There’s nothing inherently flawed about the mayor basing his projection on a conservative estimate. The mayor is saying that even in one of the best possible scenarios, the existing system of roads will be in a gridlock in ten years. Taking this kind of scenario into account strengthens his argument, so (A) cannot be called a strong criticism.
All I see is it says there has been a long debate nowhere does it say there may be more than two options, maybe they’ve been debating over those two options. I thought the right answer is attacking a premise. The premise was that we have two options: adopt a plan or do nothing. I thought a premise should be treated as fact which was what confused me.
We’re not given any evidence to indicate that these are the only two options overall. All we’re told is that the mayor says these are the only two options. We should treat this as fact: “the major says there are only two options”. We should not treat this as fact: “there are only two options”.
It is a classic error in reasoning–making a choice without considering if there are alternatives beyond the ones that you can see.
I still find this confusing. Everything in the argument is what the mayor says, so in that case we can question every premise that he offers. My understanding was also that we should focus on the gap between premise and conclusion.

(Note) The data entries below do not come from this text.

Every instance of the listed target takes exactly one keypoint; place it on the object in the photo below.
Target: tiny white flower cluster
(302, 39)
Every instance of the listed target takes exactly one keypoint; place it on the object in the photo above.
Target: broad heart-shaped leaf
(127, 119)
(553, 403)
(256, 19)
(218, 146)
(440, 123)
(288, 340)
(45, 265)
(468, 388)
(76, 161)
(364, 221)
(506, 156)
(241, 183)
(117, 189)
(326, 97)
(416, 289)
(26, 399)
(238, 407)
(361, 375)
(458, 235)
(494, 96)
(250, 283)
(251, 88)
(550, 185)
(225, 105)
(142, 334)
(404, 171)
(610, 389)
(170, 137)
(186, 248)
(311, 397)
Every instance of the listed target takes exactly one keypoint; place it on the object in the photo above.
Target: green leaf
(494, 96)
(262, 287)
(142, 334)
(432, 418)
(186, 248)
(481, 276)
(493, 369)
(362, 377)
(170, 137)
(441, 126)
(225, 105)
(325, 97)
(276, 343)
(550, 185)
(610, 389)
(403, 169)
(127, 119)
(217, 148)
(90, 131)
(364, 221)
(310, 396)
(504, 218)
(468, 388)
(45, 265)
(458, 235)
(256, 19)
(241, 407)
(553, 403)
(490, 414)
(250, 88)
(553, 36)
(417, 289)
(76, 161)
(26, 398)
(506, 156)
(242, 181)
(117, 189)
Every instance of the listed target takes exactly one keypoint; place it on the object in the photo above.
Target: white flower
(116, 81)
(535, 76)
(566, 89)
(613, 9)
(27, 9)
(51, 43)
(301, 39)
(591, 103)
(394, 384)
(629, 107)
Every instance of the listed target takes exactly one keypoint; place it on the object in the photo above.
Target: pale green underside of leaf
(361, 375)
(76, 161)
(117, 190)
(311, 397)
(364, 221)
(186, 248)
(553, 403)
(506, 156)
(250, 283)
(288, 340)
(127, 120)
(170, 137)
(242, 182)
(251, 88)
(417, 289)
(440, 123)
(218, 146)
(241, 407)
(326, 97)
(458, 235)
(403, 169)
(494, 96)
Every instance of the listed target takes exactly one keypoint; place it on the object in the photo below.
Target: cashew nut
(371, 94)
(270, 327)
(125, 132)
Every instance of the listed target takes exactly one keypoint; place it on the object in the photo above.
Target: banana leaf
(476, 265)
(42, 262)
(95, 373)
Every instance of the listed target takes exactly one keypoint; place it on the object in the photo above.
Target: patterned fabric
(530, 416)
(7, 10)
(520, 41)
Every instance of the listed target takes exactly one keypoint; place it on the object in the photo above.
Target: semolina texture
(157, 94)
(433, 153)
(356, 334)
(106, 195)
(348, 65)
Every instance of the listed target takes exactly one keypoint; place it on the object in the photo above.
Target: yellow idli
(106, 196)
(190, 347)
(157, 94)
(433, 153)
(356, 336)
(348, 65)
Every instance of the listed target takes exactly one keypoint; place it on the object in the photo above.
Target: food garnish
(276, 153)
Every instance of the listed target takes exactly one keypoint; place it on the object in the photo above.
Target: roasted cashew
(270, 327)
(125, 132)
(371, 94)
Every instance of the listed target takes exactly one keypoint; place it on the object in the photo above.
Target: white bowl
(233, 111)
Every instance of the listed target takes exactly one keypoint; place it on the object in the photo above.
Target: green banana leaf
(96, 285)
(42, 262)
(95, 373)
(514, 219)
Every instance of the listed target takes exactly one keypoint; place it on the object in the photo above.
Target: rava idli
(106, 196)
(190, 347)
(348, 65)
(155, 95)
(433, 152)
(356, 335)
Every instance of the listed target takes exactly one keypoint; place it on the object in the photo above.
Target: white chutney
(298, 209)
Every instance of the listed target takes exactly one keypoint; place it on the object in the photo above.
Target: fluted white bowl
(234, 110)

If we could question the premises as well there would be plenty to criticize.
There’s no rule in the LSAT that we can’t question premises. It just so happens that LSAT questions 99.9% of the time do not question premises. So people teach LSAT students not to attack premises, because they will almost always be wrong in doing so.
But you should leave open a possibility that a premise is wrong. If an answer seems to question a premise and is clearly correct, as in E here, the answer is not forbidden. Hope that helps!